While the majority of both large and small companies have guaranteed severance agreements with their CEOs, we note that a significant number do NOT offer guaranteed severance:  32% of large- and 40% of small companies fall into this category.  Many of these companies explicitly state that they do not offer any kind of employment agreement, including severance packages, because they want employment to be at-will.  Lowe’s goes as far to state the following:  “The Company’s historical practices of not having employment agreements with its officers demonstrate the Board’s commitment to protecting shareholder value by attracting and retaining skilled executives without providing excessive severance packages.”


With the limited business rationale and substantial downside, why do 60%+ of public companies offer guaranteed severance to their long-serving CEOs?  In many instances, companies are trapped into evergreen contracts signed at the date of hire that trigger a separation payment merely if the contract is terminated even if the CEO remains employed.  In the other cases, maintaining guaranteed severance for long-term CEOs is the result of inertia, a desire to avoid “rocking the boat” or, ironically, to avoid sending a message of no-confidence to the CEO.

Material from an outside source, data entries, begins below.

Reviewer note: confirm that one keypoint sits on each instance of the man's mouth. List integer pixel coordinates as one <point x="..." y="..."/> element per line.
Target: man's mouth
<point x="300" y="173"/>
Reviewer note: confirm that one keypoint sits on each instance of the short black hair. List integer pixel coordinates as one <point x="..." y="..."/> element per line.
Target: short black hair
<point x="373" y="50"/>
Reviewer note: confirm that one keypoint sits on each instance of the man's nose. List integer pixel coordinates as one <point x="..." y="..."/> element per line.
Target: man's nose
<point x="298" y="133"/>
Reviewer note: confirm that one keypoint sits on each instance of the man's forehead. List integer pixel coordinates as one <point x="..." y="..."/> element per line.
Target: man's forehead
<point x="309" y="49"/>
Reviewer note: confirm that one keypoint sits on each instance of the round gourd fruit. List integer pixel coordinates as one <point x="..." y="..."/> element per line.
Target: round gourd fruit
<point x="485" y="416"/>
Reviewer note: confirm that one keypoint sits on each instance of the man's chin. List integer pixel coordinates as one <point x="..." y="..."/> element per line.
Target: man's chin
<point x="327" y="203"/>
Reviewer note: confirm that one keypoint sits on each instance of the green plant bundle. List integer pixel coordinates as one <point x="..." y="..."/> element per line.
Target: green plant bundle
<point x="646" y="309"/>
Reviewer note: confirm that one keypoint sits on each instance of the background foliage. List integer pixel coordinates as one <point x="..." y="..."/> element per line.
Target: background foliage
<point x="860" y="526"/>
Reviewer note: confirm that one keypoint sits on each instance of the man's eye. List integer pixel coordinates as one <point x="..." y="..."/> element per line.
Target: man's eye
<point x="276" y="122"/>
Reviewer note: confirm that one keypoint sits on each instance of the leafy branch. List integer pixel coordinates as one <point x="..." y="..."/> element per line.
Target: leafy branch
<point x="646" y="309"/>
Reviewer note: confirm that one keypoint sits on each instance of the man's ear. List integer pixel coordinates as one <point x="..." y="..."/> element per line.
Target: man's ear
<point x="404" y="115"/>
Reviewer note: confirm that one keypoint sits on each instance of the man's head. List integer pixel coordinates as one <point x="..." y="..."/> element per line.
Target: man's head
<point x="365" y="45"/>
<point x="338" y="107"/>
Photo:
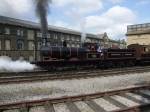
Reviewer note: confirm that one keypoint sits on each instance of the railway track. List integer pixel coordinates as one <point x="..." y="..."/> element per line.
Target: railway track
<point x="134" y="99"/>
<point x="45" y="75"/>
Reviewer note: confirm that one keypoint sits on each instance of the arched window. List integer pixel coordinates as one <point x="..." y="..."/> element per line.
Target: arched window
<point x="20" y="45"/>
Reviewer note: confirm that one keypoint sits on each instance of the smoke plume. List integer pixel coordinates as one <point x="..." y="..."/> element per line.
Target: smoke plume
<point x="42" y="11"/>
<point x="7" y="64"/>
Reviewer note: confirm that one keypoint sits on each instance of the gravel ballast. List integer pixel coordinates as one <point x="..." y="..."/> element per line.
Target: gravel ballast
<point x="58" y="88"/>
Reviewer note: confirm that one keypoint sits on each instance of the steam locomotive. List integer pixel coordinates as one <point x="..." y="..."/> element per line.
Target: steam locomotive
<point x="92" y="55"/>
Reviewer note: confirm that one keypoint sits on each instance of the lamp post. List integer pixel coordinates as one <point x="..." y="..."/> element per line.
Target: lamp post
<point x="33" y="46"/>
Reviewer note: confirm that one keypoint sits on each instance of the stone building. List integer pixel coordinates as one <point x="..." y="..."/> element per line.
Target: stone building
<point x="23" y="39"/>
<point x="138" y="34"/>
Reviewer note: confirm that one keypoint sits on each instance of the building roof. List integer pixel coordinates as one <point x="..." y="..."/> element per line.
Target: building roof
<point x="33" y="25"/>
<point x="138" y="29"/>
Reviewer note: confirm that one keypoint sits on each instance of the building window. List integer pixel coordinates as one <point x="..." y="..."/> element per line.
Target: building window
<point x="7" y="45"/>
<point x="67" y="37"/>
<point x="30" y="34"/>
<point x="31" y="58"/>
<point x="18" y="32"/>
<point x="7" y="31"/>
<point x="31" y="45"/>
<point x="55" y="36"/>
<point x="48" y="35"/>
<point x="39" y="34"/>
<point x="20" y="45"/>
<point x="39" y="45"/>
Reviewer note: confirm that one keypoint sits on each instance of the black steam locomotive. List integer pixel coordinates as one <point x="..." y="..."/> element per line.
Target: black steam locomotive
<point x="92" y="55"/>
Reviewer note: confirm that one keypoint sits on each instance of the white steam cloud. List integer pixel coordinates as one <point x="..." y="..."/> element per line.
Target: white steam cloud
<point x="7" y="64"/>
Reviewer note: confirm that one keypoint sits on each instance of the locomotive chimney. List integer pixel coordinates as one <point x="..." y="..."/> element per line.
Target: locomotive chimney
<point x="42" y="10"/>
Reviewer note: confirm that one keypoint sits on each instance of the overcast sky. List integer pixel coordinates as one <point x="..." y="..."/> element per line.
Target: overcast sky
<point x="96" y="16"/>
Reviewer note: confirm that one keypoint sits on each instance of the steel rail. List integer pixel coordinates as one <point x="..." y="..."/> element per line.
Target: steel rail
<point x="84" y="97"/>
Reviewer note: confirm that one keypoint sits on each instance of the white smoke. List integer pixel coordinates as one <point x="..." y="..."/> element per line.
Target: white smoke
<point x="7" y="64"/>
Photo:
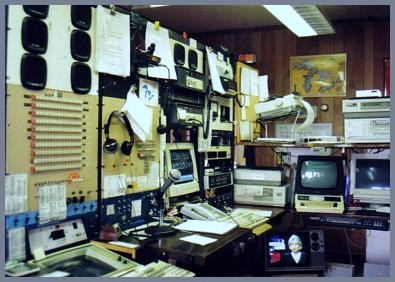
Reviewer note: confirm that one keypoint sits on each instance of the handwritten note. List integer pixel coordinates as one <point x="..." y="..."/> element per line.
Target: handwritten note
<point x="112" y="42"/>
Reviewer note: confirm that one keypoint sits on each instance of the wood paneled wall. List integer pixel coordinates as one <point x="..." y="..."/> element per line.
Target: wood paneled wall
<point x="366" y="44"/>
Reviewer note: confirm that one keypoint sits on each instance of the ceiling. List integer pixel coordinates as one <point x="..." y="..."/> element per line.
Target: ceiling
<point x="212" y="18"/>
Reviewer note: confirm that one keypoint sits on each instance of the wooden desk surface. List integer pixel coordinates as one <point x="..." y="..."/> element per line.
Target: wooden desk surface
<point x="112" y="247"/>
<point x="189" y="252"/>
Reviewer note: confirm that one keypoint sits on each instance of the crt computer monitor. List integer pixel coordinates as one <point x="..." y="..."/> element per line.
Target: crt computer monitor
<point x="181" y="156"/>
<point x="294" y="251"/>
<point x="320" y="175"/>
<point x="370" y="178"/>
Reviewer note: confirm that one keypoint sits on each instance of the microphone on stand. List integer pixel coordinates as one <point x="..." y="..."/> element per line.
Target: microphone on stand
<point x="161" y="229"/>
<point x="174" y="175"/>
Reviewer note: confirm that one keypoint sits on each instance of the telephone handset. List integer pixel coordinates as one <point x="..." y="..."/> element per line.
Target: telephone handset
<point x="202" y="211"/>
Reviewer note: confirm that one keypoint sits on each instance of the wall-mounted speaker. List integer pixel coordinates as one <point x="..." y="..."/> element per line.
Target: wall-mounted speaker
<point x="179" y="54"/>
<point x="81" y="78"/>
<point x="192" y="59"/>
<point x="33" y="71"/>
<point x="81" y="16"/>
<point x="34" y="35"/>
<point x="37" y="11"/>
<point x="80" y="45"/>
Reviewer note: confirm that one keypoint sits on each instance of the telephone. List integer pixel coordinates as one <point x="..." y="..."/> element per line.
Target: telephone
<point x="202" y="211"/>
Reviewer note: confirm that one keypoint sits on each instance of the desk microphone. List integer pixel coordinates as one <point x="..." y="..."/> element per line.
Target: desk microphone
<point x="159" y="230"/>
<point x="174" y="175"/>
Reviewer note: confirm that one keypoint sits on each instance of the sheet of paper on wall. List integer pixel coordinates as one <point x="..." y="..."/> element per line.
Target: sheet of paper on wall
<point x="139" y="115"/>
<point x="263" y="88"/>
<point x="214" y="75"/>
<point x="245" y="81"/>
<point x="15" y="193"/>
<point x="16" y="244"/>
<point x="114" y="185"/>
<point x="160" y="37"/>
<point x="52" y="203"/>
<point x="153" y="175"/>
<point x="246" y="100"/>
<point x="254" y="83"/>
<point x="245" y="130"/>
<point x="243" y="115"/>
<point x="112" y="42"/>
<point x="141" y="182"/>
<point x="149" y="91"/>
<point x="239" y="155"/>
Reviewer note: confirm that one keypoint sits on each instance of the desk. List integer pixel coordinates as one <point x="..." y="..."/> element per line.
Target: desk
<point x="202" y="260"/>
<point x="125" y="250"/>
<point x="174" y="248"/>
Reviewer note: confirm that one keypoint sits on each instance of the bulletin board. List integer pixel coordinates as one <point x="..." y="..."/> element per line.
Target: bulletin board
<point x="247" y="98"/>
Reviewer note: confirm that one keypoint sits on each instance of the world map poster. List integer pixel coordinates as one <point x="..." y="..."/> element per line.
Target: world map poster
<point x="318" y="75"/>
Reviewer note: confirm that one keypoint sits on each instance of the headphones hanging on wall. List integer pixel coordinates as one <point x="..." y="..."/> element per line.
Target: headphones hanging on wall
<point x="110" y="145"/>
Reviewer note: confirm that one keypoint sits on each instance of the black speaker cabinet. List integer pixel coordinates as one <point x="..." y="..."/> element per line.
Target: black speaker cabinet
<point x="81" y="78"/>
<point x="192" y="59"/>
<point x="80" y="45"/>
<point x="81" y="16"/>
<point x="33" y="71"/>
<point x="34" y="35"/>
<point x="179" y="54"/>
<point x="37" y="11"/>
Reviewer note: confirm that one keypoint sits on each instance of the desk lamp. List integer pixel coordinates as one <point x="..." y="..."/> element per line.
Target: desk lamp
<point x="161" y="229"/>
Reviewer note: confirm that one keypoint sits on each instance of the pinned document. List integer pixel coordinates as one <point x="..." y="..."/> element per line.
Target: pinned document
<point x="139" y="115"/>
<point x="214" y="75"/>
<point x="112" y="42"/>
<point x="160" y="37"/>
<point x="263" y="88"/>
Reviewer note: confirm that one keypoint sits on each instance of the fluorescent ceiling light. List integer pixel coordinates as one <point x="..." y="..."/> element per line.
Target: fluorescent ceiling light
<point x="303" y="20"/>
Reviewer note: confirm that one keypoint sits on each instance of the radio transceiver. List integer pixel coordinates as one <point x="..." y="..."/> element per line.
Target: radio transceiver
<point x="217" y="179"/>
<point x="277" y="196"/>
<point x="261" y="187"/>
<point x="319" y="203"/>
<point x="367" y="120"/>
<point x="188" y="59"/>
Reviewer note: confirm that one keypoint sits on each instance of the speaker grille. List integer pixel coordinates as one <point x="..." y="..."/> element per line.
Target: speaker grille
<point x="33" y="71"/>
<point x="37" y="11"/>
<point x="192" y="59"/>
<point x="81" y="78"/>
<point x="179" y="54"/>
<point x="81" y="16"/>
<point x="80" y="45"/>
<point x="34" y="35"/>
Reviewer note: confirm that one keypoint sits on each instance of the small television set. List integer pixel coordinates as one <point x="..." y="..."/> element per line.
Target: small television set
<point x="370" y="178"/>
<point x="320" y="175"/>
<point x="181" y="156"/>
<point x="294" y="251"/>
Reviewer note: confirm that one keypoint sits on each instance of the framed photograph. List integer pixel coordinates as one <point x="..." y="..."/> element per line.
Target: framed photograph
<point x="318" y="75"/>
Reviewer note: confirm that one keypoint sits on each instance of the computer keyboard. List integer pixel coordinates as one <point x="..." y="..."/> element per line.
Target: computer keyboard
<point x="245" y="219"/>
<point x="348" y="221"/>
<point x="159" y="269"/>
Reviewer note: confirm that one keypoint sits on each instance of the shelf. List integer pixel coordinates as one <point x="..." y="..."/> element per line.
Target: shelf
<point x="311" y="145"/>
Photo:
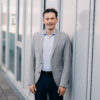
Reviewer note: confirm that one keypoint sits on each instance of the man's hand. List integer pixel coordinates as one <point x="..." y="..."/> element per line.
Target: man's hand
<point x="61" y="90"/>
<point x="32" y="88"/>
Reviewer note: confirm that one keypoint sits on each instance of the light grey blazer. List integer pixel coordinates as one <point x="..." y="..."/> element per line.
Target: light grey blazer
<point x="61" y="58"/>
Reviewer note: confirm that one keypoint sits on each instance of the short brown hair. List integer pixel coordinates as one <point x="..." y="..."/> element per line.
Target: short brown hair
<point x="50" y="10"/>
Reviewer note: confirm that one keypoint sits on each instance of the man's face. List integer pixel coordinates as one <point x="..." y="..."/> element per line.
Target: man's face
<point x="50" y="20"/>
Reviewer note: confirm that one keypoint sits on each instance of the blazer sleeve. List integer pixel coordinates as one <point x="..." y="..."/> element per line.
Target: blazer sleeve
<point x="66" y="63"/>
<point x="32" y="64"/>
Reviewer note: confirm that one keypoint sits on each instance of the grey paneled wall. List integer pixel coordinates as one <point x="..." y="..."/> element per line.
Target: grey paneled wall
<point x="96" y="56"/>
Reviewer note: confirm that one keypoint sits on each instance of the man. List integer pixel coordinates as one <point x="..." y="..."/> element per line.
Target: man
<point x="51" y="60"/>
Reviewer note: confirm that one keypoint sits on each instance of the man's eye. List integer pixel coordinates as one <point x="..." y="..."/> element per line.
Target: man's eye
<point x="47" y="18"/>
<point x="52" y="18"/>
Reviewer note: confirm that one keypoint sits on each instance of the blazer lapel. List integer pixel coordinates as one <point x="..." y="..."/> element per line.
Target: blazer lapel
<point x="41" y="44"/>
<point x="55" y="41"/>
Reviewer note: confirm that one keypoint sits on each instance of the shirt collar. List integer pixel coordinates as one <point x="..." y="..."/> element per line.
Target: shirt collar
<point x="47" y="34"/>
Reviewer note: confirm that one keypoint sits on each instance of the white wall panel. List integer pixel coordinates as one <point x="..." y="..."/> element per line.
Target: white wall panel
<point x="0" y="32"/>
<point x="68" y="16"/>
<point x="81" y="50"/>
<point x="96" y="55"/>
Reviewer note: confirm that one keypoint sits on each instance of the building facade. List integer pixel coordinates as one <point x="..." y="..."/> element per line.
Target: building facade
<point x="20" y="19"/>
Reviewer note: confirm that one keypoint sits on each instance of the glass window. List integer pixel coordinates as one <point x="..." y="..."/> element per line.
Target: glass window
<point x="3" y="51"/>
<point x="4" y="29"/>
<point x="20" y="20"/>
<point x="19" y="60"/>
<point x="11" y="34"/>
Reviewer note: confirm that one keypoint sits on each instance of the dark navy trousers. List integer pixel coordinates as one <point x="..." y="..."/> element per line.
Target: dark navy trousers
<point x="46" y="85"/>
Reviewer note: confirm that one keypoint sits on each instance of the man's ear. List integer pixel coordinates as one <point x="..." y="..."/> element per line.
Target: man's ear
<point x="43" y="20"/>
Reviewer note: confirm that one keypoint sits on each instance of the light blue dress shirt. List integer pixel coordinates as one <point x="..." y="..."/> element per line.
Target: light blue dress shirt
<point x="47" y="51"/>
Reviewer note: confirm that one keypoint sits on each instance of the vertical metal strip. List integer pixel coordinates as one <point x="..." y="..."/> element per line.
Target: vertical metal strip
<point x="92" y="58"/>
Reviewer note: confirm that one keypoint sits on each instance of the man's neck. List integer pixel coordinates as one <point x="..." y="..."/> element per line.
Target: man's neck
<point x="49" y="32"/>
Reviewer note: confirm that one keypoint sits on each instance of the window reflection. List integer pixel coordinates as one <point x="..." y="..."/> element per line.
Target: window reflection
<point x="18" y="64"/>
<point x="11" y="34"/>
<point x="4" y="29"/>
<point x="20" y="19"/>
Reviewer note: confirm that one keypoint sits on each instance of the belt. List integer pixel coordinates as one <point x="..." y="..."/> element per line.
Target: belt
<point x="46" y="72"/>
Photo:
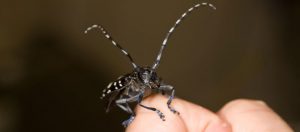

A guaranteed severance agreement is often necessary and crucial with a new CEO.  In those cases, however, companies should perhaps look to follow the lead of Ford Motor and have those agreements phase out over time:  Ford’s employment agreement with CEO Alan Mulally goes away after five year of employment.   After five years, severance, even very generous severance, may very well make sense to financially assist the CEO as he transitions to a future role and to avoid any litigation.  We suggest, however, that the appropriateness and magnitude of these payments are best determined by the Board at the time of separation based on the prevailing circumstances.